Initial US support to the groups fighting against the
Nicaraguan Government (called “contras”) was covert.
Later, the United States officially acknowledged its support
(for example: In 1983 budgetary legislation enacted by the
United States Congress made specific provision for funds
to be used by United States intelligence agencies for
supporting “directly or indirectly military or paramilitary
operations in Nicaragua”).
ISSUES:
1. W/N the US violated its customary international law
obligation:
Of non-intervention in the affairs of another State.
Prohibiting the use of force.
Under the principle of respect for State sovereignty.
W/N the military and paramilitary activities that the US
undertook in and against Nicaragua be justified as
collective self-defense?
RULING:
1.a. YES. The Court finds it clearly established that the
United States intended, by its support of the contras, to
coerce Nicaragua in respect of matters in which each State
is permitted to decide freely, and that the intention of the
contras themselves was to overthrow the present
Government of Nicaragua.
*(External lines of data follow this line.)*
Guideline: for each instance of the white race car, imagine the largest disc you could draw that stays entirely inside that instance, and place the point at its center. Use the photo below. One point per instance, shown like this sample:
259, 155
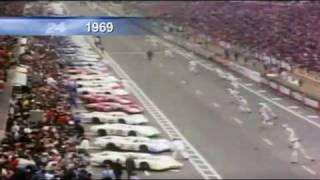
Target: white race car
112, 117
143, 144
91, 64
93, 77
124, 130
111, 85
143, 161
103, 90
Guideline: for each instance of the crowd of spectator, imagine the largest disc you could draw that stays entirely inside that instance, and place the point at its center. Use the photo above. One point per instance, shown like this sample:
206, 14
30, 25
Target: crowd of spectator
44, 147
7, 42
287, 31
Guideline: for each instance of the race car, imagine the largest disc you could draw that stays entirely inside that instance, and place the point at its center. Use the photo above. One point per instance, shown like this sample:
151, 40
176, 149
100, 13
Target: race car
103, 90
124, 130
112, 106
96, 98
84, 77
112, 117
143, 161
85, 71
143, 144
91, 84
81, 64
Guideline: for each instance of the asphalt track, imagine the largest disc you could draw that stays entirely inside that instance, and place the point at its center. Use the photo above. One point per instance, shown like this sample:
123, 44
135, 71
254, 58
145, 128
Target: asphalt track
198, 105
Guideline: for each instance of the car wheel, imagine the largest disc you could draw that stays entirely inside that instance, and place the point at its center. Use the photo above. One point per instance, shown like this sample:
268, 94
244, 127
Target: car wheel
144, 148
132, 133
144, 166
95, 120
121, 121
102, 132
111, 146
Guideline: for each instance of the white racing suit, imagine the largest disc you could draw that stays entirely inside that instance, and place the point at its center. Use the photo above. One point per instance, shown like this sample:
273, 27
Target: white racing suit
235, 84
168, 53
243, 105
267, 115
296, 147
234, 95
221, 73
179, 150
193, 66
This amounts to an intervention
in the internal affairs, whatever the political objective of the
State giving support. It therefore finds that the support
given by the United States to the military and paramilitary
activities of the contras in Nicaragua, by financial support,
training, supply of weapons, intelligence and logistic
support, constitutes a clear breach of the principle of nonintervention.
1.b. YES. Since the plea of collective self-defense
advanced by the United States cannot be upheld, it follows
that the United States has violated the principle prohibiting
recourse to the threat or use of force.
1.c. YES. The principle of territorial sovereignty is directly
infringed by the unauthorized overflight of Nicaraguan
territory. These acts cannot be justified by the activities in
El Salvador attributed to Nicaragua; assuming that such
activities did in fact occur, they do not bring into effect any
right belonging to the United States. The laying of mines
in or near Nicaraguan ports necessarily affects the
sovereignty of the coastal State, and that if the right of
access to ports is hindered by the laying of mines by
another State, it constitutes an infringement to Nicaragua's
detriment of the freedom of communications and of
maritime commerce. The laying of mines in the waters of
another State without any warning or notification is not
only an unlawful act but also a breach of the principles of
humanitarian law.
Secondly, in order to determine whether the United States
was justified in exercising self-defense, the Court has to
ascertain whether the circumstances required for the
exercise of this right of collective self-defense were
present, and therefore considers whether the States in
question believed that they were the victims of an armed
attack by Nicaragua, and requested the assistance of the
United States in the exercise of collective self-defense.
The Court has seen no evidence that the conduct of those
States was consistent with such a situation.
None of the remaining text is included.